16 May
How to Read Nutrition Labels: Tips & Tricks
Last month, there was an article on Yahoo Health about the 5 Most Pointless Supermarket Foods. Most of those foods are marketed as healthy foods, such as Yoplait‘s low-fat fruit-flavored yogurt, and WhoNu “nutrition-rich” cookies, while not actually being all that healthy. It reminds me of the woman who is suing Nutella for not being as healthy as she thought it was.

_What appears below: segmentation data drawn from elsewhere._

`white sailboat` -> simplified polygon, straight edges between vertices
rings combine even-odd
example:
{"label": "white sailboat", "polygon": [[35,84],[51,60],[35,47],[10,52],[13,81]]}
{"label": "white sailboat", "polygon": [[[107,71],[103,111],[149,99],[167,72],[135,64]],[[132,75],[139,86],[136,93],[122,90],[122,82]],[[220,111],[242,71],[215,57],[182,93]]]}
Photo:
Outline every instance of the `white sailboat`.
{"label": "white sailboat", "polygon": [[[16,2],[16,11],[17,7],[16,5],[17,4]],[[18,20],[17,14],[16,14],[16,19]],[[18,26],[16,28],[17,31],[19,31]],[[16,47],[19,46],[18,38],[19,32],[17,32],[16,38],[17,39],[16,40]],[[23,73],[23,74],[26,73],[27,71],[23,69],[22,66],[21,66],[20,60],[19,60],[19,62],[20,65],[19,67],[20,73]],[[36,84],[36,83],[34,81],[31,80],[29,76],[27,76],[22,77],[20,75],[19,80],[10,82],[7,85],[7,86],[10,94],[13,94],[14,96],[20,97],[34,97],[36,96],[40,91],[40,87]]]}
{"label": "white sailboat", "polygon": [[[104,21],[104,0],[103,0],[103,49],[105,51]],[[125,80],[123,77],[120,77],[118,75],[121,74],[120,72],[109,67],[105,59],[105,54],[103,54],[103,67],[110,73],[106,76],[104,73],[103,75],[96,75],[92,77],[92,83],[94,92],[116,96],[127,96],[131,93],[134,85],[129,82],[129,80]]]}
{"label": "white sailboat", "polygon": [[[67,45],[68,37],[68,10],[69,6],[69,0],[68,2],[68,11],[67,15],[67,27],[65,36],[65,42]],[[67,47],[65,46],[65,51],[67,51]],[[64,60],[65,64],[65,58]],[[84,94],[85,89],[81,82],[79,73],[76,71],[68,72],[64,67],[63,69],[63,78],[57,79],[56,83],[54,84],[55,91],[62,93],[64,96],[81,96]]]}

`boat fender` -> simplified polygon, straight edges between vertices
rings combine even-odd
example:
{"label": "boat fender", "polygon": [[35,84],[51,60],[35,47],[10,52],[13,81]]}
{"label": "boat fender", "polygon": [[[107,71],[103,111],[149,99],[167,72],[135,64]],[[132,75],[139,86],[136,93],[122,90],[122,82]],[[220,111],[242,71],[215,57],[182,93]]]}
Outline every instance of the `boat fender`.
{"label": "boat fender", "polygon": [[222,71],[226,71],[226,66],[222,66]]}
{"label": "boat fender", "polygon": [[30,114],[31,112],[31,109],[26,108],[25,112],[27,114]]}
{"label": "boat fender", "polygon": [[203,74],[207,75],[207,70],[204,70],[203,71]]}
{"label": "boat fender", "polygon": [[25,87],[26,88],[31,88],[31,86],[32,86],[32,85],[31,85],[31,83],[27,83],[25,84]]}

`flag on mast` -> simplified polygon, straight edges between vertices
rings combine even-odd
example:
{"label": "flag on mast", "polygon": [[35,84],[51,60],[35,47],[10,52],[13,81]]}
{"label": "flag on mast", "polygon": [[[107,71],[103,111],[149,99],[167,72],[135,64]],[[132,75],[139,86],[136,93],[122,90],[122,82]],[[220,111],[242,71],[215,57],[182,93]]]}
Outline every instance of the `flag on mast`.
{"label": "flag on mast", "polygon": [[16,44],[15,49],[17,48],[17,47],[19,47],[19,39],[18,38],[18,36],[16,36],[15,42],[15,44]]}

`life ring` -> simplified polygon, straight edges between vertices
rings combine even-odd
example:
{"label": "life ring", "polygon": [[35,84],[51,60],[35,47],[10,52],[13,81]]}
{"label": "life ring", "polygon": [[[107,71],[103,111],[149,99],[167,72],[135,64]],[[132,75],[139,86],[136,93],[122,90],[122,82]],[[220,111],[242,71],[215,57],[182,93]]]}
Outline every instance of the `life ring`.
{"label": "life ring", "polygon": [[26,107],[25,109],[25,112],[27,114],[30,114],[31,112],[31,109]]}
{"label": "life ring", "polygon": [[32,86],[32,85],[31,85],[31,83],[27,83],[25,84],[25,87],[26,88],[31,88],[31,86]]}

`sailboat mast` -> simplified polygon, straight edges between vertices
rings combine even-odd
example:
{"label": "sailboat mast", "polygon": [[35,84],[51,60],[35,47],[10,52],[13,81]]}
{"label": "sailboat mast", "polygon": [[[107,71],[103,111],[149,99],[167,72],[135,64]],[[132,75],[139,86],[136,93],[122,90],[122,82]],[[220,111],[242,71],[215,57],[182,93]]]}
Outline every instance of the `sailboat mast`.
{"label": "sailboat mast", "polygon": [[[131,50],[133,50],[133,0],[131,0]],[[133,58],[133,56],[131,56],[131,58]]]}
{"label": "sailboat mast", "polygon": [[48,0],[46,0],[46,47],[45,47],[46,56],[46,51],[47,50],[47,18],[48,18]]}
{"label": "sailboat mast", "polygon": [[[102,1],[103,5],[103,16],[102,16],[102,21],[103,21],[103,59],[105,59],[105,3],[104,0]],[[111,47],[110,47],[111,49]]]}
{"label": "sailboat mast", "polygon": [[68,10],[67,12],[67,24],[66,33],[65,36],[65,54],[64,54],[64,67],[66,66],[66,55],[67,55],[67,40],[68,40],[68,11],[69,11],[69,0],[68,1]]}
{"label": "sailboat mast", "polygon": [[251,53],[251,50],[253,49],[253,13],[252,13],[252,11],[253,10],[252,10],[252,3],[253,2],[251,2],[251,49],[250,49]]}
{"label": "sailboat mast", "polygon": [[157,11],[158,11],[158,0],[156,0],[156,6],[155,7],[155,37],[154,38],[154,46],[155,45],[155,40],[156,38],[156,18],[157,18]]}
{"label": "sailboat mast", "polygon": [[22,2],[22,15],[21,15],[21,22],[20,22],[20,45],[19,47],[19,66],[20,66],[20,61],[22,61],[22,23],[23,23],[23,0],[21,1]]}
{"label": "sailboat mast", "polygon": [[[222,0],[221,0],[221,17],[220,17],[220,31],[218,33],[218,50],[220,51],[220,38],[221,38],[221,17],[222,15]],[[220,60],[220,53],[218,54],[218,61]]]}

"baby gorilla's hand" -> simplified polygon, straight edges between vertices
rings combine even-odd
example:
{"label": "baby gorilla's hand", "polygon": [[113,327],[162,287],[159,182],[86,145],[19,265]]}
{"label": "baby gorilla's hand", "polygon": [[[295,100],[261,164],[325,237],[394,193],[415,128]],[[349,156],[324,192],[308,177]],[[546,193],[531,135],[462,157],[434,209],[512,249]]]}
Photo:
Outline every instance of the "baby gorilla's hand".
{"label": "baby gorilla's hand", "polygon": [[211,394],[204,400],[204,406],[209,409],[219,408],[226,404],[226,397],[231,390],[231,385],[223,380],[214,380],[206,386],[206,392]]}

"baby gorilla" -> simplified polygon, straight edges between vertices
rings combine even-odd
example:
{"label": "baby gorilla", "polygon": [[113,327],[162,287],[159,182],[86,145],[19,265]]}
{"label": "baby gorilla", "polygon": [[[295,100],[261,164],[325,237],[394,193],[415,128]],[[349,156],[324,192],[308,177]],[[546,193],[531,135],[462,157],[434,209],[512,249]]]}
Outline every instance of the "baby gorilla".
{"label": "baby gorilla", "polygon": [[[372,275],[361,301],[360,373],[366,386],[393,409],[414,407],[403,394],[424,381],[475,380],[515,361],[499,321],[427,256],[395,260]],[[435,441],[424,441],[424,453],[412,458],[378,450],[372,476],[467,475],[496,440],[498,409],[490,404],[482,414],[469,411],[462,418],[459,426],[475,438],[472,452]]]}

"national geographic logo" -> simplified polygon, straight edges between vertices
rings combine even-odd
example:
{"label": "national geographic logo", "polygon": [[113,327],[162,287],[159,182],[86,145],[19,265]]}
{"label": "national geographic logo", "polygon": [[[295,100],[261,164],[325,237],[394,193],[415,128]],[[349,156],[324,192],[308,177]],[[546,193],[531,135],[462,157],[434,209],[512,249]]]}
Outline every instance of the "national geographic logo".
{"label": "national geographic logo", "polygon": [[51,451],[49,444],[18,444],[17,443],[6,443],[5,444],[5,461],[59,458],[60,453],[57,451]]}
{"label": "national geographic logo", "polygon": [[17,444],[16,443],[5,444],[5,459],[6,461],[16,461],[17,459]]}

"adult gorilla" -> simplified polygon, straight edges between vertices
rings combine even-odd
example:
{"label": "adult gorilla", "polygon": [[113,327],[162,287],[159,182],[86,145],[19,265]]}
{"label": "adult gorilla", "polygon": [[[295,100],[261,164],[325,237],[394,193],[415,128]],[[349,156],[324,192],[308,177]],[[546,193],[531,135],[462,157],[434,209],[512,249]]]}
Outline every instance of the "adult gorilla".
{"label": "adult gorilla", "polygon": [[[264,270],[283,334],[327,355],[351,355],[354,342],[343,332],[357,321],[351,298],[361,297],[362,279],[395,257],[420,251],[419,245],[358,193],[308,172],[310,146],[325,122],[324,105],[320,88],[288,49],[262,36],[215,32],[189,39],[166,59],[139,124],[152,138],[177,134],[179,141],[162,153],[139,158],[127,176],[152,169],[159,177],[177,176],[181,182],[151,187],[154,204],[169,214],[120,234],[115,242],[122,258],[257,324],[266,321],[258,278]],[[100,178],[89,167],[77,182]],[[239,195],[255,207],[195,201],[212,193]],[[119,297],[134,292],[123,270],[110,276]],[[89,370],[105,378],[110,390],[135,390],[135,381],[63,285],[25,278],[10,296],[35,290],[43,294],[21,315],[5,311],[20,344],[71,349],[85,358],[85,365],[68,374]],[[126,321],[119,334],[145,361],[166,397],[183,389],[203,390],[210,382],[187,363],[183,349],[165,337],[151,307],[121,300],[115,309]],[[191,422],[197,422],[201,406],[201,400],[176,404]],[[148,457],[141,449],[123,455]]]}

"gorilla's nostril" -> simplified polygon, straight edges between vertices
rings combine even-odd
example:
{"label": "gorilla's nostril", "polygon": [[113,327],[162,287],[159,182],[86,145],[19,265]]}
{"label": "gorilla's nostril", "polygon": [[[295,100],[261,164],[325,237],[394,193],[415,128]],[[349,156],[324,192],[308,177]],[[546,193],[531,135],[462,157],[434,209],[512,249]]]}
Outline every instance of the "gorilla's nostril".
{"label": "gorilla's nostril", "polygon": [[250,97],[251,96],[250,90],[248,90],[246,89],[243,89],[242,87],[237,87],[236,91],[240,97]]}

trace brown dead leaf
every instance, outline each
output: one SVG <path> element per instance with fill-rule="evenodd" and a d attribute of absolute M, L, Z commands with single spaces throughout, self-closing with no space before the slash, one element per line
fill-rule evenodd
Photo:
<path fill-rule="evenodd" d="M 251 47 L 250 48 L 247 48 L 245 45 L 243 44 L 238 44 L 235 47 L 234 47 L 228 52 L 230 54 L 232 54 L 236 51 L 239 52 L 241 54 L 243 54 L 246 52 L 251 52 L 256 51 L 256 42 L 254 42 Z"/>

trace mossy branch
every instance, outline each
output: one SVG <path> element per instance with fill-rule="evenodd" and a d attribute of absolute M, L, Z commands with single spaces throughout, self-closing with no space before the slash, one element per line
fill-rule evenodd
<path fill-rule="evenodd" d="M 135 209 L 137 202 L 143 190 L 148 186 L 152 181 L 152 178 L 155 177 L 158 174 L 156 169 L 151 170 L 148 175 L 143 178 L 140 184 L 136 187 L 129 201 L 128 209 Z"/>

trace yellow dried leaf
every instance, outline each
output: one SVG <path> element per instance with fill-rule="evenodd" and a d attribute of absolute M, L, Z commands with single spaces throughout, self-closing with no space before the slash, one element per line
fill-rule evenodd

So I thought I would put together a quick guide on things to look at on nutrition labels, to better help people check the health claims of their favorite foods.
Fat
Many people think that by limiting meat in their diet, they are limiting their fat intake. The problem with this assumption is that seeds are also a big source of fats. If it’s a seed (nuts are seeds, as are legumes), then it probably is higher in fat than you think
Saturated Fat
Saturated fat is the “bad” fat that raises your LDL cholesterol and clogs your arteries. There is a lot in red meats, but there is also a lot in nuts.
Unsaturated Fat
Unsaturated fats are the good fats. They are actually heart healthy.
Sodium
Sodium is part of table salt, plus also found in many additives. Your body does need sodium in small amounts, but too much is bad for your heart. Unfortunately, the average American consumes seven times more sodium than they need and 50% more than is safe.
Cholesterol
I actually never check the amount of cholesterol listed on food labels. There is good HDL cholesterol that your body needs and bad LDL cholesterol that your body doesn’t. But they are lumped together under one heading. Is the cholesterol in this food good for you or bad for you? The label won’t tell you.
Sugar
Most low-fat foods are high in sugar. So most “diet” foods wind up being bad for you.
Related articles
- Reading Food Labels (enfamil.com)
- Nutrition Basics For A Healthier, Happier Life (glutenfreedomgirl.wordpress.com)
- Food Labels…Are They Misleading? (healthywayoflife12.wordpress.com)
- How to read nutrition fact labels (foxnews.com)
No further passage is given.